Publication year - 2017
Publication title -
journal of clinical pharmacy and therapeutics
Language(s) - English
Resource type - Journals
SCImago Journal Rank - 0.622
H-Index - 73
eISSN - 1365-2710
pISSN - 0269-4727
DOI - 10.1111/jcpt.12561
Subject(s) - medroxyprogesterone acetate , medicine , medroxyprogesterone , bone mineral , gynecology , bisphosphonate , population , estrogen , obstetrics , osteoporosis , environmental health
Summary What is known and objective Depot medroxyprogesterone acetate ( DMPA ) prevents follicular maturation and ovulation, resulting in oestrogen deficiency. Oestrogen deficiency is particularly concerning as it is associated with decreases in bone mineral density ( BMD ) or bone mass.
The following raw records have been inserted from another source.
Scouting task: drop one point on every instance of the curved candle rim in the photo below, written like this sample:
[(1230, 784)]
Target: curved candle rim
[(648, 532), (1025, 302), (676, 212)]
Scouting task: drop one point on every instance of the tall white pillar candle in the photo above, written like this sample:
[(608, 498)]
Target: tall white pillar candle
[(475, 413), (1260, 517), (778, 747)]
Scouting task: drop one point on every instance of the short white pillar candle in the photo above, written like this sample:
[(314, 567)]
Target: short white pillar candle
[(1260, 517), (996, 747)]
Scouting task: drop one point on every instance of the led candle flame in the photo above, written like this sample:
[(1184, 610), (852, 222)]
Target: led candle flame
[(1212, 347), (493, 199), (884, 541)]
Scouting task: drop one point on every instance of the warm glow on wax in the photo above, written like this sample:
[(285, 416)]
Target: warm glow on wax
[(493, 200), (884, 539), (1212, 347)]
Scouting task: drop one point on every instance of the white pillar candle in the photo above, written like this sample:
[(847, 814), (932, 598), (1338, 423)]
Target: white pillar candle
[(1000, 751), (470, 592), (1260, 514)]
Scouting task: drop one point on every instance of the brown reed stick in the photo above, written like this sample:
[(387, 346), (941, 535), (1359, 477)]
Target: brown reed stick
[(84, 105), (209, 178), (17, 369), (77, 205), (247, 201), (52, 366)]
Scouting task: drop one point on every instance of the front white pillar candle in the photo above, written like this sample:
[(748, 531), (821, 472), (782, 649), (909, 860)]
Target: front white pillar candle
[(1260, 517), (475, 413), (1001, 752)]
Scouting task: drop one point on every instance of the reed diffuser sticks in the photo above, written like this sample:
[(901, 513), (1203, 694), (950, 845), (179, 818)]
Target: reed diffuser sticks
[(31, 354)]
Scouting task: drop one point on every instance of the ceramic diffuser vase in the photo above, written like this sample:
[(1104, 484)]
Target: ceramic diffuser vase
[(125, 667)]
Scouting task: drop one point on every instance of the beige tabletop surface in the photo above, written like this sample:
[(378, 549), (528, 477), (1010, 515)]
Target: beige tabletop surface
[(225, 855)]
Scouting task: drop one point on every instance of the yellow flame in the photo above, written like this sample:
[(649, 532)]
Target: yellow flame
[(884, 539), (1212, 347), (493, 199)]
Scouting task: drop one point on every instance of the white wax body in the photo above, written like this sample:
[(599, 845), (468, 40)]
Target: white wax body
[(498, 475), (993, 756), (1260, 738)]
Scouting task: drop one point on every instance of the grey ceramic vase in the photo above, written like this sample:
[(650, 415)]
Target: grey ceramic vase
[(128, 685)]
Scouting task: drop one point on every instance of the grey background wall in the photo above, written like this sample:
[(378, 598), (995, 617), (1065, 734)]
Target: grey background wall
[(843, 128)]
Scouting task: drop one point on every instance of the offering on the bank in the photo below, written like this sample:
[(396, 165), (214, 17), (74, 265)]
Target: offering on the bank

Widespread use of concurrent oestrogen or bisphosphonates with DMPA has been observed in a previous single‐centre US study. The authors also reported that more than half of obstetrician‐gynaecologists ordered BMD testing solely due to DMPA . The small sample size of the survey, potential for volunteer bias and recall bias limit the utility of this study. Given the study limitations, we sought to examine the trends of concurrent bone mineral density ( BMD ) testing, and bisphosphonate ( BPA ) and oral oestrogen‐only ( EST ) prescribing during depot medroxyprogesterone ( DMPA ) use in a large administrative database. Methods From IMS Health LifeLink™ database (2001‐2013), we identified DMPA and combined hormonal contraceptive ( CHC ) users as women with no contraceptive claim 6 months before and after the defined episode. We examined concurrent use as the proportion of BPA or EST claims and concurrent therapy days during contraception use. We also determined the proportion of users who had a concurrent BMD test by calendar year. Results We identified 203 477 DMPA episodes associated with 600 BPA and 7060 EST claims and 1 297 806 CHC episodes associated with 2792 BPA and 145 600 EST claims. Most concurrent BPA use overlapped with 10% or less of the DMPA episode, whereas most concurrent BPA use overlapped with >90%‐100% of CHC episode. No difference was noted with concurrent EST use. Concurrent BMD testing was higher among DMPA users (0.68%) compared to CHC users (0.11%). Across calendar year, BMD testing peaked in 2004 and declined steadily to the baseline. Most DMPA concurrent BPA (69.3%) users had a BMD test. Conclusion Our findings indicate the absence of BST or EST use solely due to DMPA initiation and present alternative explanations. Published research and publicity leading to the final implementation of the boxed warning in 2004 may explain observed trends for BMD testing. The majority of patients who had a BMD test ordered were also receiving bisphosphonates, suggesting high‐risk fracture status or appropriate monitoring.